A neuroscientist at the University of Rochester Medical Center has received $1.1 million from the National Institute of Neurological Disease and Stroke to look at how the brain's wiring translates our desires and motivations into behavior.

While most of us are unaware of the biological hardware that links motivation and behavior, our brain is constantly evaluating information as we size up a situation and decide on our next step. It's much like a computer chip that is constantly processing instructions in the background while we use software for word processing or to access the Internet. "The brain is made up of billions and billions of connections," says Suzanne Haber, professor of neurobiology and anatomy. "These create complex neuronal networks that evaluate and integrate incoming information, leading to specific behavioral outcomes."

Haber's team will focus on the hardware of the brain that underlies just how our desires and goals motivate motor output.
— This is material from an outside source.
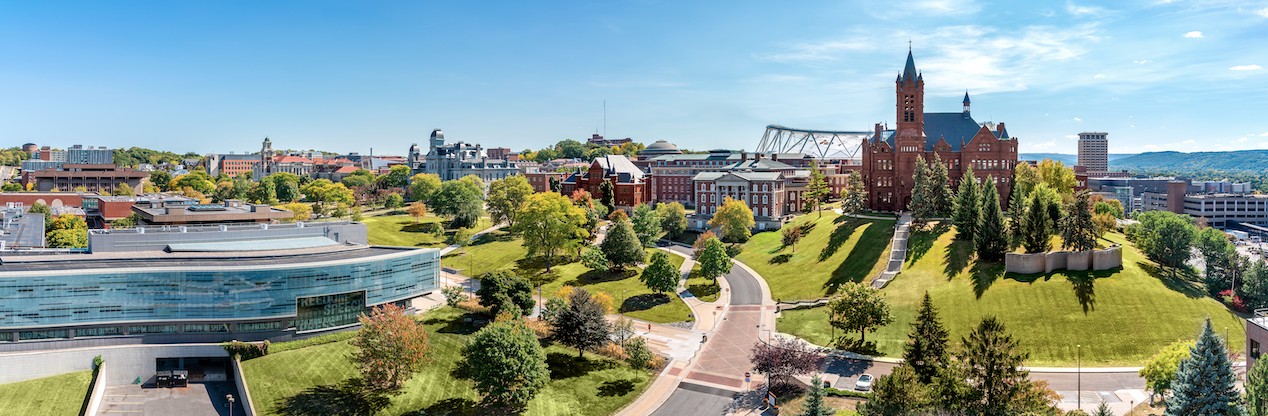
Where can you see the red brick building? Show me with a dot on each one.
(889, 156)
(629, 184)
Whether it's the sight of a piece of chocolate cake that motivates us to enter the bakery, a bitter whiff from a sewage treatment plant that makes us roll up the window, or the promise of an evening spent with good friends that provokes a cooking frenzy, diverse regions of the brains are amazingly active. Electrical signals zip along nerve cells from one brain region to another, and neural structures pump out chemical signaling molecules, as the brain sorts out stimuli and determines which path to pursue to achieve our goals.

While these complex neuronal networks regulate our everyday decisions and goals, their disruption underlies problems in several disorders, including drug abuse, Parkinson's and Huntington's diseases, schizophrenia, and obsessive/compulsive disorder. Scientists now understand quite a bit about how the brain processes information, thanks to the modern techniques they use to study gene regulation, the brain's dynamic "software." However, Haber says, "It is the chemical circuits and how they interface the brain's hardware that underlies the molecular changes in determining behavior. This type of information is critical if we are to take advantage of the new findings coming out of the fast-moving world of molecular biology, that ultimately can improve patients' health."